Sunday, May 29, 2011

Busy getting stronger...

        Tonight is the first time I have ever blogged. Let me start by giving you a few details about myself. I am a 25 year old mommy to 2 beautiful little girls. My oldest just turned 6 and is such a sweet, caring individual. My youngest turned 3 in January and is full of life and a sense of humor. I wouldn't take a thing in the world for my children, which is why I am doing what I am right now.

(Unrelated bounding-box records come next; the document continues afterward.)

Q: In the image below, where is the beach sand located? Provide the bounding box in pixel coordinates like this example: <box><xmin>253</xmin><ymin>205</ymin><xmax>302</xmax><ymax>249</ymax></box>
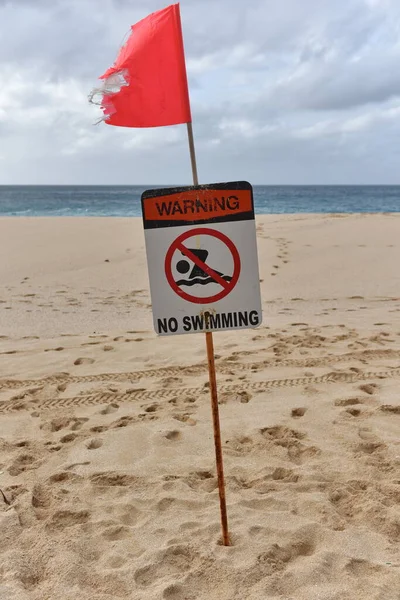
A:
<box><xmin>0</xmin><ymin>214</ymin><xmax>400</xmax><ymax>600</ymax></box>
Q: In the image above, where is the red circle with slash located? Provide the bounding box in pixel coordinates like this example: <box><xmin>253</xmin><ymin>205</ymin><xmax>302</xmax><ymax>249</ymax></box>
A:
<box><xmin>165</xmin><ymin>227</ymin><xmax>240</xmax><ymax>304</ymax></box>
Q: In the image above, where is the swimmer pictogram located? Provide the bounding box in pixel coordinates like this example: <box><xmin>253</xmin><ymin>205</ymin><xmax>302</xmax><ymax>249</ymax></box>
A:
<box><xmin>165</xmin><ymin>227</ymin><xmax>240</xmax><ymax>304</ymax></box>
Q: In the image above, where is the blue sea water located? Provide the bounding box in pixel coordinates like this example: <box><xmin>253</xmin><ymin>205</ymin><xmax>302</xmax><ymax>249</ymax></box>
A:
<box><xmin>0</xmin><ymin>185</ymin><xmax>400</xmax><ymax>217</ymax></box>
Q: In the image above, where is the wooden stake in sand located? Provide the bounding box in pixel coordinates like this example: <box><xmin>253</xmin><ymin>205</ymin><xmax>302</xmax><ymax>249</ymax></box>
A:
<box><xmin>93</xmin><ymin>4</ymin><xmax>262</xmax><ymax>546</ymax></box>
<box><xmin>187</xmin><ymin>123</ymin><xmax>230</xmax><ymax>546</ymax></box>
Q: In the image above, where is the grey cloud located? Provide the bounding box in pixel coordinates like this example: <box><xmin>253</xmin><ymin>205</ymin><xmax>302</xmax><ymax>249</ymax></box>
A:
<box><xmin>0</xmin><ymin>0</ymin><xmax>400</xmax><ymax>184</ymax></box>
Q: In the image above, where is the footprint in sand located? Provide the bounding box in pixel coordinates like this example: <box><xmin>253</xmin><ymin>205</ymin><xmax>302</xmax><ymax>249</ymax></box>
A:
<box><xmin>74</xmin><ymin>358</ymin><xmax>95</xmax><ymax>365</ymax></box>
<box><xmin>86</xmin><ymin>438</ymin><xmax>103</xmax><ymax>450</ymax></box>
<box><xmin>134</xmin><ymin>545</ymin><xmax>199</xmax><ymax>598</ymax></box>
<box><xmin>164</xmin><ymin>429</ymin><xmax>182</xmax><ymax>442</ymax></box>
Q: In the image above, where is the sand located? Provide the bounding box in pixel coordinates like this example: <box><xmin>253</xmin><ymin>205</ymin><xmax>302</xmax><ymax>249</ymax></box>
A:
<box><xmin>0</xmin><ymin>214</ymin><xmax>400</xmax><ymax>600</ymax></box>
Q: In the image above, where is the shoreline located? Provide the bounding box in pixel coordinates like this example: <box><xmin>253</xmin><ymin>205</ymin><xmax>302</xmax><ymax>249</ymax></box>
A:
<box><xmin>0</xmin><ymin>215</ymin><xmax>400</xmax><ymax>600</ymax></box>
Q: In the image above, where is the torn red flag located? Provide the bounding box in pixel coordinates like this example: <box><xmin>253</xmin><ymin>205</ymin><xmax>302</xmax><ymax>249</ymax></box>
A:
<box><xmin>89</xmin><ymin>4</ymin><xmax>191</xmax><ymax>127</ymax></box>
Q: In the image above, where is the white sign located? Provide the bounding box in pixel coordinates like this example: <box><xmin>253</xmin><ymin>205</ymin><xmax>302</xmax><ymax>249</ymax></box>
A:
<box><xmin>142</xmin><ymin>182</ymin><xmax>262</xmax><ymax>335</ymax></box>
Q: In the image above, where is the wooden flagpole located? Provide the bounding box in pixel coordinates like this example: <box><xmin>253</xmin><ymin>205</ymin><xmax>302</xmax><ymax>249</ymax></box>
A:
<box><xmin>187</xmin><ymin>123</ymin><xmax>230</xmax><ymax>546</ymax></box>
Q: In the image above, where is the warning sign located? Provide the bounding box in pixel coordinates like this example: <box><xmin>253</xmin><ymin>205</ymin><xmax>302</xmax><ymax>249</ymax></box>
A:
<box><xmin>165</xmin><ymin>227</ymin><xmax>240</xmax><ymax>304</ymax></box>
<box><xmin>142</xmin><ymin>182</ymin><xmax>262</xmax><ymax>335</ymax></box>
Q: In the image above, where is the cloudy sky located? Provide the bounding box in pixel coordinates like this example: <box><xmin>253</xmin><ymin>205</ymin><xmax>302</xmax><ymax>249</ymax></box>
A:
<box><xmin>0</xmin><ymin>0</ymin><xmax>400</xmax><ymax>184</ymax></box>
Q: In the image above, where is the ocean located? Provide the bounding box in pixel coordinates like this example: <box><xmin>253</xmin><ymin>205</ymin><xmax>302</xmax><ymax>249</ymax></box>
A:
<box><xmin>0</xmin><ymin>185</ymin><xmax>400</xmax><ymax>217</ymax></box>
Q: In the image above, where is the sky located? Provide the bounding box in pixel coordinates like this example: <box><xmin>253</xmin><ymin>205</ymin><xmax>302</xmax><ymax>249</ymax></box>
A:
<box><xmin>0</xmin><ymin>0</ymin><xmax>400</xmax><ymax>185</ymax></box>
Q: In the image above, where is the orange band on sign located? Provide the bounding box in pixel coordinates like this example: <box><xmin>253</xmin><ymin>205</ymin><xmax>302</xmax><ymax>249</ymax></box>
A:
<box><xmin>143</xmin><ymin>189</ymin><xmax>253</xmax><ymax>221</ymax></box>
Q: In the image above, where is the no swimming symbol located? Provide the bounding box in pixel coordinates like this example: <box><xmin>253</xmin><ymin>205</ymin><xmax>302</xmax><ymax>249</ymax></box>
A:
<box><xmin>165</xmin><ymin>227</ymin><xmax>240</xmax><ymax>304</ymax></box>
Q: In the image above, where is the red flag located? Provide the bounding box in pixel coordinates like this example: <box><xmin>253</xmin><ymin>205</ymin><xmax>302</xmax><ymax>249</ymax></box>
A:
<box><xmin>91</xmin><ymin>4</ymin><xmax>191</xmax><ymax>127</ymax></box>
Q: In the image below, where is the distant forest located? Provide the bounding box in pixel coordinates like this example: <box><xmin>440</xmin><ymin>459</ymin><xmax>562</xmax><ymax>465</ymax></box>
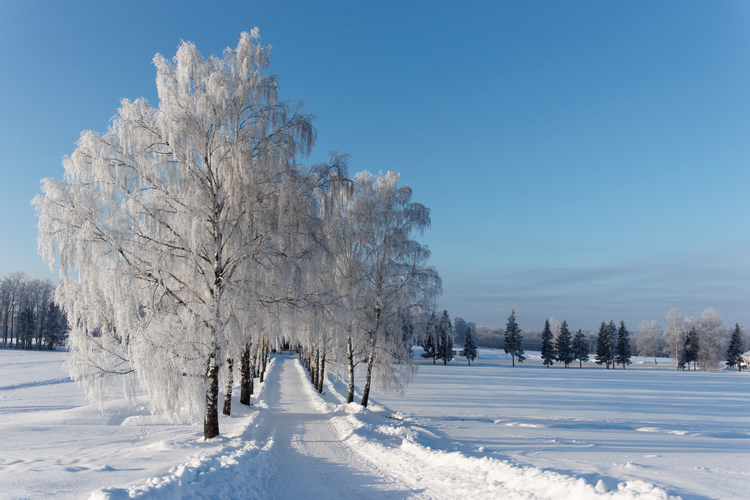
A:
<box><xmin>0</xmin><ymin>271</ymin><xmax>68</xmax><ymax>350</ymax></box>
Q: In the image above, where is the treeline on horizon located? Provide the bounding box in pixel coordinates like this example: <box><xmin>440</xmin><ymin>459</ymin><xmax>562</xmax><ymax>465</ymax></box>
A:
<box><xmin>455</xmin><ymin>308</ymin><xmax>750</xmax><ymax>370</ymax></box>
<box><xmin>0</xmin><ymin>271</ymin><xmax>68</xmax><ymax>350</ymax></box>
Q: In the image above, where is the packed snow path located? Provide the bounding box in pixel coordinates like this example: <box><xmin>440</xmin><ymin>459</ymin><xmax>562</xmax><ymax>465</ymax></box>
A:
<box><xmin>266</xmin><ymin>357</ymin><xmax>431</xmax><ymax>500</ymax></box>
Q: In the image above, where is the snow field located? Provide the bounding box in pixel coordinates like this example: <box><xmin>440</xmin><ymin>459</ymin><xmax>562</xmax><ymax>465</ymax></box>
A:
<box><xmin>89</xmin><ymin>358</ymin><xmax>275</xmax><ymax>500</ymax></box>
<box><xmin>0</xmin><ymin>351</ymin><xmax>750</xmax><ymax>500</ymax></box>
<box><xmin>300</xmin><ymin>360</ymin><xmax>677</xmax><ymax>500</ymax></box>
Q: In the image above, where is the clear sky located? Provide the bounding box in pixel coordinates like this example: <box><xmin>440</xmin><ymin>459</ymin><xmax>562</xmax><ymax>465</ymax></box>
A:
<box><xmin>0</xmin><ymin>0</ymin><xmax>750</xmax><ymax>330</ymax></box>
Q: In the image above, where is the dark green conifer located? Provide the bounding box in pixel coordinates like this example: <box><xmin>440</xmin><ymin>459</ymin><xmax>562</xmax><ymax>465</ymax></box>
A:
<box><xmin>555</xmin><ymin>320</ymin><xmax>576</xmax><ymax>368</ymax></box>
<box><xmin>573</xmin><ymin>328</ymin><xmax>589</xmax><ymax>368</ymax></box>
<box><xmin>615</xmin><ymin>320</ymin><xmax>630</xmax><ymax>370</ymax></box>
<box><xmin>541</xmin><ymin>319</ymin><xmax>555</xmax><ymax>368</ymax></box>
<box><xmin>727</xmin><ymin>323</ymin><xmax>742</xmax><ymax>371</ymax></box>
<box><xmin>505</xmin><ymin>309</ymin><xmax>526</xmax><ymax>366</ymax></box>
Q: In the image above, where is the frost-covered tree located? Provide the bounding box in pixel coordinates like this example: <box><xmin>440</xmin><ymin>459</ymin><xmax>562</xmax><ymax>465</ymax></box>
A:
<box><xmin>664</xmin><ymin>309</ymin><xmax>693</xmax><ymax>370</ymax></box>
<box><xmin>555</xmin><ymin>320</ymin><xmax>576</xmax><ymax>368</ymax></box>
<box><xmin>727</xmin><ymin>323</ymin><xmax>742</xmax><ymax>371</ymax></box>
<box><xmin>685</xmin><ymin>325</ymin><xmax>700</xmax><ymax>370</ymax></box>
<box><xmin>354</xmin><ymin>172</ymin><xmax>441</xmax><ymax>406</ymax></box>
<box><xmin>612</xmin><ymin>320</ymin><xmax>630</xmax><ymax>370</ymax></box>
<box><xmin>635</xmin><ymin>320</ymin><xmax>664</xmax><ymax>365</ymax></box>
<box><xmin>572</xmin><ymin>328</ymin><xmax>589</xmax><ymax>368</ymax></box>
<box><xmin>549</xmin><ymin>316</ymin><xmax>560</xmax><ymax>345</ymax></box>
<box><xmin>505</xmin><ymin>309</ymin><xmax>526</xmax><ymax>366</ymax></box>
<box><xmin>696</xmin><ymin>308</ymin><xmax>727</xmax><ymax>371</ymax></box>
<box><xmin>541</xmin><ymin>319</ymin><xmax>555</xmax><ymax>368</ymax></box>
<box><xmin>464</xmin><ymin>323</ymin><xmax>477</xmax><ymax>366</ymax></box>
<box><xmin>453</xmin><ymin>316</ymin><xmax>469</xmax><ymax>345</ymax></box>
<box><xmin>34</xmin><ymin>30</ymin><xmax>315</xmax><ymax>438</ymax></box>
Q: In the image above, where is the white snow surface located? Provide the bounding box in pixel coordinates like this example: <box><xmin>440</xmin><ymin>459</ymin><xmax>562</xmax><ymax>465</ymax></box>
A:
<box><xmin>0</xmin><ymin>351</ymin><xmax>750</xmax><ymax>500</ymax></box>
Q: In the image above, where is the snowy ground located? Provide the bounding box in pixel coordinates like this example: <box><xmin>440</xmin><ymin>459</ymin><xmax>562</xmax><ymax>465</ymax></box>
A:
<box><xmin>0</xmin><ymin>351</ymin><xmax>750</xmax><ymax>500</ymax></box>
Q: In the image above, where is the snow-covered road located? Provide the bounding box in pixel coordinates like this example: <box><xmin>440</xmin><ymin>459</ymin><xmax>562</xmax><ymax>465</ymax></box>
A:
<box><xmin>266</xmin><ymin>357</ymin><xmax>429</xmax><ymax>500</ymax></box>
<box><xmin>0</xmin><ymin>351</ymin><xmax>704</xmax><ymax>500</ymax></box>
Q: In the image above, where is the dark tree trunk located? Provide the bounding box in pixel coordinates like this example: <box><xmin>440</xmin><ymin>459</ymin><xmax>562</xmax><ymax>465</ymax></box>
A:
<box><xmin>240</xmin><ymin>344</ymin><xmax>253</xmax><ymax>406</ymax></box>
<box><xmin>260</xmin><ymin>340</ymin><xmax>268</xmax><ymax>383</ymax></box>
<box><xmin>203</xmin><ymin>352</ymin><xmax>219</xmax><ymax>439</ymax></box>
<box><xmin>312</xmin><ymin>349</ymin><xmax>320</xmax><ymax>389</ymax></box>
<box><xmin>318</xmin><ymin>351</ymin><xmax>326</xmax><ymax>394</ymax></box>
<box><xmin>222</xmin><ymin>358</ymin><xmax>234</xmax><ymax>415</ymax></box>
<box><xmin>362</xmin><ymin>334</ymin><xmax>377</xmax><ymax>406</ymax></box>
<box><xmin>346</xmin><ymin>325</ymin><xmax>354</xmax><ymax>403</ymax></box>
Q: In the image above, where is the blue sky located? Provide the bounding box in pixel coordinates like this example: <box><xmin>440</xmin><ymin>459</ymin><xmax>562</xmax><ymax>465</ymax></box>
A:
<box><xmin>0</xmin><ymin>0</ymin><xmax>750</xmax><ymax>330</ymax></box>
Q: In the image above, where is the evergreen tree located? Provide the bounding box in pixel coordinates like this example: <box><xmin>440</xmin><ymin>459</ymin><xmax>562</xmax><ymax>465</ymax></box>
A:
<box><xmin>685</xmin><ymin>327</ymin><xmax>700</xmax><ymax>370</ymax></box>
<box><xmin>727</xmin><ymin>323</ymin><xmax>742</xmax><ymax>371</ymax></box>
<box><xmin>18</xmin><ymin>307</ymin><xmax>36</xmax><ymax>349</ymax></box>
<box><xmin>398</xmin><ymin>309</ymin><xmax>414</xmax><ymax>359</ymax></box>
<box><xmin>505</xmin><ymin>309</ymin><xmax>526</xmax><ymax>366</ymax></box>
<box><xmin>542</xmin><ymin>319</ymin><xmax>555</xmax><ymax>368</ymax></box>
<box><xmin>555</xmin><ymin>320</ymin><xmax>576</xmax><ymax>368</ymax></box>
<box><xmin>573</xmin><ymin>328</ymin><xmax>589</xmax><ymax>368</ymax></box>
<box><xmin>614</xmin><ymin>320</ymin><xmax>630</xmax><ymax>370</ymax></box>
<box><xmin>464</xmin><ymin>323</ymin><xmax>477</xmax><ymax>366</ymax></box>
<box><xmin>437</xmin><ymin>309</ymin><xmax>453</xmax><ymax>365</ymax></box>
<box><xmin>595</xmin><ymin>321</ymin><xmax>610</xmax><ymax>368</ymax></box>
<box><xmin>607</xmin><ymin>320</ymin><xmax>617</xmax><ymax>370</ymax></box>
<box><xmin>422</xmin><ymin>313</ymin><xmax>437</xmax><ymax>365</ymax></box>
<box><xmin>42</xmin><ymin>302</ymin><xmax>67</xmax><ymax>350</ymax></box>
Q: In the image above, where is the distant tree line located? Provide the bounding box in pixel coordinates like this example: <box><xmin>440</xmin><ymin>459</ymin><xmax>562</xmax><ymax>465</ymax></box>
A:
<box><xmin>434</xmin><ymin>308</ymin><xmax>750</xmax><ymax>370</ymax></box>
<box><xmin>0</xmin><ymin>271</ymin><xmax>68</xmax><ymax>350</ymax></box>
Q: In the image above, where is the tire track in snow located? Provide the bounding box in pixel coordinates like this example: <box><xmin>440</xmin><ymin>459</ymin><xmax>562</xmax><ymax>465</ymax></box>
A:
<box><xmin>266</xmin><ymin>357</ymin><xmax>435</xmax><ymax>500</ymax></box>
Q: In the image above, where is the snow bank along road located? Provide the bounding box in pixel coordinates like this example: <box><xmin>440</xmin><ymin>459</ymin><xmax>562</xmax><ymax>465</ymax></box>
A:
<box><xmin>0</xmin><ymin>354</ymin><xmax>700</xmax><ymax>500</ymax></box>
<box><xmin>91</xmin><ymin>356</ymin><xmax>671</xmax><ymax>500</ymax></box>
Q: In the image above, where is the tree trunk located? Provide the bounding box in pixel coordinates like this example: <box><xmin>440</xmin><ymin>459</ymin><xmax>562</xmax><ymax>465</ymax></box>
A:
<box><xmin>240</xmin><ymin>344</ymin><xmax>253</xmax><ymax>406</ymax></box>
<box><xmin>346</xmin><ymin>325</ymin><xmax>354</xmax><ymax>403</ymax></box>
<box><xmin>318</xmin><ymin>351</ymin><xmax>326</xmax><ymax>394</ymax></box>
<box><xmin>222</xmin><ymin>358</ymin><xmax>234</xmax><ymax>415</ymax></box>
<box><xmin>260</xmin><ymin>339</ymin><xmax>268</xmax><ymax>383</ymax></box>
<box><xmin>203</xmin><ymin>351</ymin><xmax>219</xmax><ymax>439</ymax></box>
<box><xmin>362</xmin><ymin>333</ymin><xmax>377</xmax><ymax>406</ymax></box>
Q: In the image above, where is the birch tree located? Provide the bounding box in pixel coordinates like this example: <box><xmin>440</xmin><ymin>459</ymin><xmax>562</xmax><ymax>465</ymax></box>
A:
<box><xmin>664</xmin><ymin>309</ymin><xmax>694</xmax><ymax>370</ymax></box>
<box><xmin>34</xmin><ymin>30</ymin><xmax>315</xmax><ymax>439</ymax></box>
<box><xmin>354</xmin><ymin>172</ymin><xmax>441</xmax><ymax>406</ymax></box>
<box><xmin>635</xmin><ymin>319</ymin><xmax>664</xmax><ymax>365</ymax></box>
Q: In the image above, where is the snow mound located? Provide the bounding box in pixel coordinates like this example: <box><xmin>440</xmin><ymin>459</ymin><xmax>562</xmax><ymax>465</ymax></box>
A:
<box><xmin>318</xmin><ymin>366</ymin><xmax>679</xmax><ymax>500</ymax></box>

       About a month ago I finally got the strength to leave my husband. We have been married for 6 & 1/2 long hard years. My husband has what you call Narcissistic Personality Disorder. He is very self absorbed and exhausting. Everything that went wrong in our lives was always my fault. If we didn't have enough money then I shouldn't have payed all of the bills. If we got behind on bills then I should have just payed them all when we had the money. Nothing was ever good enough. He would blow up in rages without care of who he hurt or what he said. My daughters have heard about every cuss word there is out there. I have often wondered if he even liked my youngest daughter. He never made any attempts to spend time with her.
       Going up against him is like trying to break down a brick wall with your bare hands. If I ever tried talking things over with him he would stare straight ahead and block out whatever I was saying.
       It has taken a long time to come to the point that I am now. I can no longer live this way. He has tore me down to the point of getting physically ill from it. I never knew how he was going to act on his days off. Was it going to be a good day or bad? All it would take is one small comment or thing to go wrong and the day would be ruined for anyone around him. I will not allow my daughters self esteem to be ruined anymore. They are the innocent ones in this mess. It breaks my heart to know that they will become a statistic now. Their parents got a divorce. How sad for them to be labeled. My hope is that when they are the label will say "Their mom did the right thing."
      I am busy getting stronger! No matter how bad things were it still hurts. But I WILL get through this. And I WILL come out better in the end. I know that I am a beautiful woman who deserves real love. In time I will find that. Sometimes your blessing come through raindrops.